There's something maginc about the combination of peaches and raspberries and so I've created this variation on the original.
Ingredients
- 20 cm sponge
- 2 tablespoon medium sherry or orange juice
- 2 large peaches or 3-4 small peaches
- 1 cup cream
- 1 tablespoon gelatin
- ¼ cup sweet white wine
- 3 eggs
- ¼ cup caster sugar
- Topping
- 1 teaspoon gelatin
- ¼ cup water
- 1 punnet raspberries
- 2 tablespoons (approximately) caster sugar
Method
- If the sponge is thick, cut in half horizontally. Put sponge at the bottom of a paper lined 20cm spring form tin. Sprinkle over sherry or juice.

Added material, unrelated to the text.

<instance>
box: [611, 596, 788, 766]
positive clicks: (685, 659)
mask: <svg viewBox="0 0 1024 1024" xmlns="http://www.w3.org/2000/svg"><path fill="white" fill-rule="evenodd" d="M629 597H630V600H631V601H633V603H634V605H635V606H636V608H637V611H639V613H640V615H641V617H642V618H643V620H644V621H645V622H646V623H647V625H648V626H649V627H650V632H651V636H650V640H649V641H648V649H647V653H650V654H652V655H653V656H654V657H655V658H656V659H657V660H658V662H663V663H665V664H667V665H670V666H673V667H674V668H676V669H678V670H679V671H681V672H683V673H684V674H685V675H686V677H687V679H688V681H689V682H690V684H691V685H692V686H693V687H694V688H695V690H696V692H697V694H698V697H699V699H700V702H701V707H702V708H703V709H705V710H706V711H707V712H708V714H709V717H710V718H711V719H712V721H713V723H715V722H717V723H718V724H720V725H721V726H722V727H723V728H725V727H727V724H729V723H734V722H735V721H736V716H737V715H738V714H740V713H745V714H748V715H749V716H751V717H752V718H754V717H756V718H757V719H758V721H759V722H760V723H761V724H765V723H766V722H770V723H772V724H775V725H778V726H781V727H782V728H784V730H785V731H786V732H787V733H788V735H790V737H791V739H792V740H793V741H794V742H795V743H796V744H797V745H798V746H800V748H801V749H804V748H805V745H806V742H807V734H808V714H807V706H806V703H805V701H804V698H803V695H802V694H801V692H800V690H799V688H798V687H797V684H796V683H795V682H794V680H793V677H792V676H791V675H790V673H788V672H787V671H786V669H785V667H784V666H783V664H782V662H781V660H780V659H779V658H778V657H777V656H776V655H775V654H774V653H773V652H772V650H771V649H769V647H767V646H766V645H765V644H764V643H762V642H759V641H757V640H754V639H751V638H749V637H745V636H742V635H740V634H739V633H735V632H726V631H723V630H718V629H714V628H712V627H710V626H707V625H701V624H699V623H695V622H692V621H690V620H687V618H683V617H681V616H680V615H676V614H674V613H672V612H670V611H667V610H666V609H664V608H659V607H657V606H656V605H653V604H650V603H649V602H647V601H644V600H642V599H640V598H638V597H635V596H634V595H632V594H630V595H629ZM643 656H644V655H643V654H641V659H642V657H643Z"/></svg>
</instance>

- Blanch, peel, stone and puree the peaches.
- Beat the cream until thick. Set aside.
- Sprinkle the gelatin over the wine and allow to swell. Dissolve over hot water or in the microwave - takes about 10-15 seconds on high.
- Beat the eggs and sugar together until thick and creamy. Fold in the pureed peaches, whipped cream and dissolved gelatin mix.
- Pour over the sponge and refrigerate for 2-3 hours until set.
- Topping
- Sprinkle gelatin over the water and allow to swell. Dissolve as above.
- Puree and sieve the raspberries. Sweeten with the sugar to taste. Add the dissolved gelatin.
- Pour over the top of the peach filling and return to the refrigerator for 1-2 hours until set.
- Serve cut into wedges and garnished with whipped cream, peaches and raspberries.
Cooks Tips
- You can use frozen raspberries in this recipe. - Use 425 gram tin peaches if you don't have fresh peaches available.